Please describe the problem.
$> git annex version
git-annex version: 10.20230828+git6-g86c70833a1-1~ndall+1
...
$> git annex enableremote typhon
enableremote (normal) typhon
Unable to parse git config from typhon
Remote typhon does not have git-annex installed; setting annex-ignore
This could be a problem with the git-annex installation on the remote. Please make sure that git-annex-shell is available in PATH when you ssh into the remote. Once you have fixed the git-annex installation, run: git annex enableremote typhon
failed
enableremote: 1 failed
here git-annex hints on git-annex not being installed (totally not true), or inability to parse config (in effect it is true but not for the reason of config being wrong etc).
It is all because that folder on the ssh remote belongs to someone else and if I run shell command manually then I see the hint from git itself:
$> ssh typhon git-annex-shell configlist /mnt/DATA/data/studies/bep302/gin_BEP032-examples --debug
[2023-08-31 11:57:26.338523978] (Utility.Process) process [3594411] read: git ["--git-dir=/mnt/DATA/data/studies/bep302/gin_BEP032-examples/.git","--work-tree=/mnt/DATA/data/studies/bep302/gin_BEP032-examples","--literal-pathspecs","-c","annex.debug=true","show-ref","git-annex"]
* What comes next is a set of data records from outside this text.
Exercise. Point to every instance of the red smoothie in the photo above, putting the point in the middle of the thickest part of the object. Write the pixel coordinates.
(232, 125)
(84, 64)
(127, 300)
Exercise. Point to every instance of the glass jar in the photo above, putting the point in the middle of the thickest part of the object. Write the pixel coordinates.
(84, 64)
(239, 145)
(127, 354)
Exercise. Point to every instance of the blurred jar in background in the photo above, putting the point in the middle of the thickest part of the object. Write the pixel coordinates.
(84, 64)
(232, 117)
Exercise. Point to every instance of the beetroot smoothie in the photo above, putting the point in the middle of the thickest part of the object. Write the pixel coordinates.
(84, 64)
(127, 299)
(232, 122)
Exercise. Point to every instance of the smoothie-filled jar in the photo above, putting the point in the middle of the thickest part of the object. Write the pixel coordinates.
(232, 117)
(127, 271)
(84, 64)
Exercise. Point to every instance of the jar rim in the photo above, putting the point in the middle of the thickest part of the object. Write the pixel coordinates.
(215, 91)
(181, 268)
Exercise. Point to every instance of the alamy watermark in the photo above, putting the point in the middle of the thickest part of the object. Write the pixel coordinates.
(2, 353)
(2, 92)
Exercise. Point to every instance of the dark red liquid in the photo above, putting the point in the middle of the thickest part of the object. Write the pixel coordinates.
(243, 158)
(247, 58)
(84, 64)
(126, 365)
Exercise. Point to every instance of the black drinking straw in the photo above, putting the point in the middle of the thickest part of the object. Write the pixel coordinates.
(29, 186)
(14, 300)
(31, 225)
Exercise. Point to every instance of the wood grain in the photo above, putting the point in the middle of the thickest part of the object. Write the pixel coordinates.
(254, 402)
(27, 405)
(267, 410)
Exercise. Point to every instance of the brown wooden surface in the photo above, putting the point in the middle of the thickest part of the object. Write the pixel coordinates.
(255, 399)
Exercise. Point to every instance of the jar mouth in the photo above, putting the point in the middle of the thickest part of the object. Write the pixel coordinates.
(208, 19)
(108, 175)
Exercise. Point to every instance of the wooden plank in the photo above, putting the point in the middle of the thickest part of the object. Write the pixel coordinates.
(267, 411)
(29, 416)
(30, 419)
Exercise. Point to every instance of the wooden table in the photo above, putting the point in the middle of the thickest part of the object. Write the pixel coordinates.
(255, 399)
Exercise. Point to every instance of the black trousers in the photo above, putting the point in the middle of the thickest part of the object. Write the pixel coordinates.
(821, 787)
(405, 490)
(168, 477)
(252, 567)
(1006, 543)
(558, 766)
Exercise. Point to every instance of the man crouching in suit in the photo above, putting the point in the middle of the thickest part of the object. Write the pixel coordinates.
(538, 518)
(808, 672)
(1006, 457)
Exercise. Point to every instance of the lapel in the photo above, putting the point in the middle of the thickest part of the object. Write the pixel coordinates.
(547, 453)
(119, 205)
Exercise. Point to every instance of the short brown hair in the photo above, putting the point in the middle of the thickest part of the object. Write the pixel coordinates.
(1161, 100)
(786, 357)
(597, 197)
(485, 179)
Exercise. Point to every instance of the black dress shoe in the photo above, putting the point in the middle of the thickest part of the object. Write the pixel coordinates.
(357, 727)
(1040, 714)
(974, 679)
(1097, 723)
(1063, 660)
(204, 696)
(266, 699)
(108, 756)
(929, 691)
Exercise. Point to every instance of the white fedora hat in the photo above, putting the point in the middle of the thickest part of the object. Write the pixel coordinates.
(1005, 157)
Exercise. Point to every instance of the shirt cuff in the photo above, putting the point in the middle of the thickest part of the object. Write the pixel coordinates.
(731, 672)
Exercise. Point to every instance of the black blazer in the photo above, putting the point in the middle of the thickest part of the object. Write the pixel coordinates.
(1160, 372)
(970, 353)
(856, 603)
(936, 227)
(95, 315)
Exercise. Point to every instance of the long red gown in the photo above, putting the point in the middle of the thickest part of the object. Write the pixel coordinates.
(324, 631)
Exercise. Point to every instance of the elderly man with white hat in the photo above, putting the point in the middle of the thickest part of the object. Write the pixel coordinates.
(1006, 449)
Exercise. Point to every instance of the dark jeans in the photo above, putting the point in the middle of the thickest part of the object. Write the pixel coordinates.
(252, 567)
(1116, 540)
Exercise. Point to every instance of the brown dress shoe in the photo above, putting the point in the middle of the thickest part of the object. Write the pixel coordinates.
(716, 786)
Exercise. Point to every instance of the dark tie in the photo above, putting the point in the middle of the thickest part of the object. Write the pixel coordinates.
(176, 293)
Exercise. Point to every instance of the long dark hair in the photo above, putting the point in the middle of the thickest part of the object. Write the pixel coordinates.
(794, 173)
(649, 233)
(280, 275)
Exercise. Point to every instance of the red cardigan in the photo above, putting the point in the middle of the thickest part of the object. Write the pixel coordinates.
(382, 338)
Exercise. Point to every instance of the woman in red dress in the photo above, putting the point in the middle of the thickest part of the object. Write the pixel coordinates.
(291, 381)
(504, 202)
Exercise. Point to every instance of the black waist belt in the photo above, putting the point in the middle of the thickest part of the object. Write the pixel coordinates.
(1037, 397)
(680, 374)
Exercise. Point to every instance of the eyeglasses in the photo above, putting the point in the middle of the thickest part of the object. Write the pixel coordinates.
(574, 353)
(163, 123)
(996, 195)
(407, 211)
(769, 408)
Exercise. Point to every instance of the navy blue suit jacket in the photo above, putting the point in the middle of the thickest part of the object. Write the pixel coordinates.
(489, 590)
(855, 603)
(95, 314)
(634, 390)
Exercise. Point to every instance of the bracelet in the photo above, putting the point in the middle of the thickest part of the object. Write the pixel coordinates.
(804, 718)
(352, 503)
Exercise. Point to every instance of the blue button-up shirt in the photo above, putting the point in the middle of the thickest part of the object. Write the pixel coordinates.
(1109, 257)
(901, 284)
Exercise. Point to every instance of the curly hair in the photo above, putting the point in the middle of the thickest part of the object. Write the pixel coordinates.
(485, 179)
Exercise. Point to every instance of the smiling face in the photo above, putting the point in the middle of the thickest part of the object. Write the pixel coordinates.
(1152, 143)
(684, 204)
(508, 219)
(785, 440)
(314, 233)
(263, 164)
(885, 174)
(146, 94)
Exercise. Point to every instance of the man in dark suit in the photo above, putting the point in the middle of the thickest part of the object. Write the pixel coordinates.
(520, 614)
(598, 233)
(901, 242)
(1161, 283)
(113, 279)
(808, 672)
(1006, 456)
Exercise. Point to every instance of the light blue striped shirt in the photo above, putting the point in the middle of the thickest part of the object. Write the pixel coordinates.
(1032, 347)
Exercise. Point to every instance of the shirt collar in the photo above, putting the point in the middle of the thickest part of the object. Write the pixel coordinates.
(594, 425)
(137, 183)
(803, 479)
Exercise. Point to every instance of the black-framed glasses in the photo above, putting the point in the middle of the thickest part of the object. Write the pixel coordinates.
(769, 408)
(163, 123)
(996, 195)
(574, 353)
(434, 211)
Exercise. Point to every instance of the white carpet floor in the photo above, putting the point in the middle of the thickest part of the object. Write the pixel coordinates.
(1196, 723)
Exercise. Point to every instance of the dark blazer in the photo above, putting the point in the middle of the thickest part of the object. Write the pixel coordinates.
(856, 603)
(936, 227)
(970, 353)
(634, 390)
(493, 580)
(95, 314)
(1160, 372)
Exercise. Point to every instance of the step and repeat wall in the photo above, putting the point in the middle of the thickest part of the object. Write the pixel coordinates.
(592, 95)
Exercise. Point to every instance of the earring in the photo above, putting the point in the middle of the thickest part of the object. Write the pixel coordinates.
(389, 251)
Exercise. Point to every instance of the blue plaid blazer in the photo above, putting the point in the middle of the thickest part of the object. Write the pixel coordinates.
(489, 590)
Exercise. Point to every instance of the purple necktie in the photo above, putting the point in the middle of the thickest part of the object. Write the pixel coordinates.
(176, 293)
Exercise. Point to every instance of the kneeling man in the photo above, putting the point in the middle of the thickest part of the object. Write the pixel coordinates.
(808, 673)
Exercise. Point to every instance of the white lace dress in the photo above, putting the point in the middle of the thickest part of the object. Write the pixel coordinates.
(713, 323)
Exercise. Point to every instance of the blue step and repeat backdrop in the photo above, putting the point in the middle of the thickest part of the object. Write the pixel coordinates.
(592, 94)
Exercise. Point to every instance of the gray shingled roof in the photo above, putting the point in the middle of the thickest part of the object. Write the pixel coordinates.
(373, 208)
[2023-08-31 11:57:26.339808748] (Utility.Process) process [3594411] done ExitSuccess
[2023-08-31 11:57:26.340366568] (Utility.Process) process [3594412] read: git ["config","--local","--list"]
[2023-08-31 11:57:26.342570264] (Utility.Process) process [3594412] done ExitFailure 128
[2023-08-31 11:57:26.342620672] (Git.Config) config output: fatal: --local can only be used inside a git repository
git-annex-shell: Git refuses to operate in this repository,
probably because it is owned by someone else.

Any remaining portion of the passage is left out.